According to the studies cited above, the bacterial composition of the peri-implant biofilm closely resembles that of the neighboring teeth, which implies that the microbial flora on natural teeth serve as the reservoir for the biofilm formation around implants. In the same way, the qualitative composition of the biofilm microflora in peri-implantitis resembles that of periodontitis, which explains why patients with active periodontal disease are at higher risk for peri-implantitis. In support of this theory, a study conducted by Kočar et al. [27] on a population of partially edentulous and fully edentulous patients found that the peri-implant and periodontal sulci of partially edentulous patients had no differences in the microflora, sharing the same periodontopathogenic species, but none of these bacteria were found in the peri-implant sulci or the alveolar gingiva of completely edentulous patients. Moreover, a few studies on humans have shown the presence of non-periodontal microbial species, such as Pseudomonas aeruginosa, Candida albicans, Staphylococcus aureus, and Staphylococcus Warneri, around diseased implants [181928]. In particular, Albertini et al. [19] found, in two patients out of 33, a complete absence of periodontal microorganisms commonly found in periodontitis.

However, all the above-mentioned studies have the limitation of using culture-dependent or molecular methods to detect bacteria around implants. The culture-dependent methods initially used are time consuming and limited only to the cultivable species. Molecular methods, such as PCR or DNA-DNA hybridization, are faster, but have the disadvantage of a need to pre-select DNA probes for the specific bacterial taxa investigated, thus creating a sort of bias.
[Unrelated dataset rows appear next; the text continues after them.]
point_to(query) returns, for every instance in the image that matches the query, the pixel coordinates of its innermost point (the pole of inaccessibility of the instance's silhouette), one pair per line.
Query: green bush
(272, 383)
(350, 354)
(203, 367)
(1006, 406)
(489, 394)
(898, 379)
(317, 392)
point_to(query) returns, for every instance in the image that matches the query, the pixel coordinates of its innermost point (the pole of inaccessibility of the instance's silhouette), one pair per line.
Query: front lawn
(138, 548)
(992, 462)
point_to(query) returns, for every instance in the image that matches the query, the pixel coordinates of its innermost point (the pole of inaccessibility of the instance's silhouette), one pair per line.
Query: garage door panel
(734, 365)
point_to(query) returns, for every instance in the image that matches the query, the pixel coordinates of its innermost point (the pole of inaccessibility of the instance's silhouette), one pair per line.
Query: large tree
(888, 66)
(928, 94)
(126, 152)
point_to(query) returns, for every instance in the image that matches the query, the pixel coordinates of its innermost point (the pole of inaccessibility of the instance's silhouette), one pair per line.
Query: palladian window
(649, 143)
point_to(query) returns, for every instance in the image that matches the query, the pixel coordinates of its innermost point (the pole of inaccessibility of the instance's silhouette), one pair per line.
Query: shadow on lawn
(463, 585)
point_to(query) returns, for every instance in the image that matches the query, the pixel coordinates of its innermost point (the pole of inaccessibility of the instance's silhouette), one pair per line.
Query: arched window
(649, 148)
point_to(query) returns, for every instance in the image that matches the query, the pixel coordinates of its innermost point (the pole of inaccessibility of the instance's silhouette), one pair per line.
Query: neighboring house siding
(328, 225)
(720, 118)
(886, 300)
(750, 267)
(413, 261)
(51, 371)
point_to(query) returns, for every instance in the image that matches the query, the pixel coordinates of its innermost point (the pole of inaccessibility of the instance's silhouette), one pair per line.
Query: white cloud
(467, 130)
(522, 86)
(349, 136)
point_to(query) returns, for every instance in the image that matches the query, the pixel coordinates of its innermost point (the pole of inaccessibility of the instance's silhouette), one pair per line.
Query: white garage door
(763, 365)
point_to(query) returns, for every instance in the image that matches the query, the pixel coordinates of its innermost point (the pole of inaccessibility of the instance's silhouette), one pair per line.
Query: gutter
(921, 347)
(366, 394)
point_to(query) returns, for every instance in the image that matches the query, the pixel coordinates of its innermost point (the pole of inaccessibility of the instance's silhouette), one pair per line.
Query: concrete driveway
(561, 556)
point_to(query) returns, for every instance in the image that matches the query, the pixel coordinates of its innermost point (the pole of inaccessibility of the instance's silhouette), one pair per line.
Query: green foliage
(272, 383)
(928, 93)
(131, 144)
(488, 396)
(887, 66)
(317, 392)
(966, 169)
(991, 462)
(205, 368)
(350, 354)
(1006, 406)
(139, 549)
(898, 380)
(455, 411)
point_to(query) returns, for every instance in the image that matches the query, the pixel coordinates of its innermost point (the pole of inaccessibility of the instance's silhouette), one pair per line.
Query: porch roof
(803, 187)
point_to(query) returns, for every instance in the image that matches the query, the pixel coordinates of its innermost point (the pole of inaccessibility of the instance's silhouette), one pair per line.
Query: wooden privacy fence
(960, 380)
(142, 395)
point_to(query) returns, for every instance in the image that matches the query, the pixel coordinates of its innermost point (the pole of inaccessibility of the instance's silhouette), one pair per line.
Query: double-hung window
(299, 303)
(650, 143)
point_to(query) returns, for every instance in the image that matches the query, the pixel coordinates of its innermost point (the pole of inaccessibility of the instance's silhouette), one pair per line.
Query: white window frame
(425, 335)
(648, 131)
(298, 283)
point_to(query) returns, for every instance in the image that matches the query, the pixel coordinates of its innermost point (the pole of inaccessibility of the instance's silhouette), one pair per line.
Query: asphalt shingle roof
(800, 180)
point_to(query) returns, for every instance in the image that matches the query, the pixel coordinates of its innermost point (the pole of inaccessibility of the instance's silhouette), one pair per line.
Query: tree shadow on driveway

In fact, most of the knowledge of peri-implant microbiota derives from periodontitis. In recent years, the latest sequencing technologies, such as the 16S rRNA sequencing, have been able to overcome the limitations of both the methods mentioned above and have introduced a new concept of the “microbiome,” intended to refer to the full collection of genes of all the microbes in a community [29]. These culture-independent metagenomic methods are potentially able to identify previously undetected and uncultivable bacteria, as well as different strains of known bacteria, allowing the analysis of genetic material harvested directly from the oral microbial environment. The Human Oral Microbiome Database (HOMD) includes 619 taxa in 13 phyla, as follows: Actinobacteria, Bacteroidetes, Chlamydiae, Chloroflexi, Euryarchaeota, Firmicutes, Fusobacteria, Proteobacteria, Spirochaetes, SR1, Synergistetes, Tenericutes, and TM7. Fifty-four percent are officially named, 14% unnamed (but cultivated) and 32% are known only as uncultivated phylotypes [30].

There are only a few studies thus far that have used metagenomic methods of investigation, but the results are interesting and pave the way to a paradigm shift in the understanding of peri-implantitis disease. Kumar et al. [31] found a unique microbial population in peri-implant sulci (both healthy and diseased) compared to periodontal-associated biofilm, with lower levels of Prevotella, non-mutans Streptococcus, Lactobacillus, Selenomonas, Leptotrichia, and Actinomyces, and higher levels of Peptococcus, Mycoplasma, Eubacterium, Campylobacter, Butyrivibrio, S. mutans, and Treponema. In a subsequent study, they also concluded that local proximity of teeth to the implant is not sufficient to determine colonization, in contrast with the previous theory based on culture-based and molecular methods [32]. Sixty percent of subjects analyzed in the aforementioned study shared less than 50% of all species between their periodontal and peri-implant biofilms, and 85% of individuals shared less than 8% of abundant species between tooth and implant. Consistent with these results, a study by Koyanagi et al. [33] found 192 and 148 bacterial taxa in peri-implant and periodontal sites, respectively, and the microbial composition of peri-implantitis was more diverse when compared with that of periodontitis. The microbial diversity of peri-implantitis was also detected in a study by van der Horst et al. [34], but clinical parameters such as probing depth and dentate status were determinant for the composition of the submucosal microbiome.

Zhang et al. [35] found that Catonella, Desulfovibrio, Mogibacterium, Peptostreptococcus, and Propionibacterium were present in greater abundance in chronic periodontitis subjects, while implant subjects had higher proportions of Brevundimonas and Pseudomonas species. Zheng et al. [36] noted that putative pathogens associated with peri-implantitis were present at a moderate level relative to their abundance in peri-implant mucositis and that Eubacterium minutum levels were greater at peri-implantitis locations.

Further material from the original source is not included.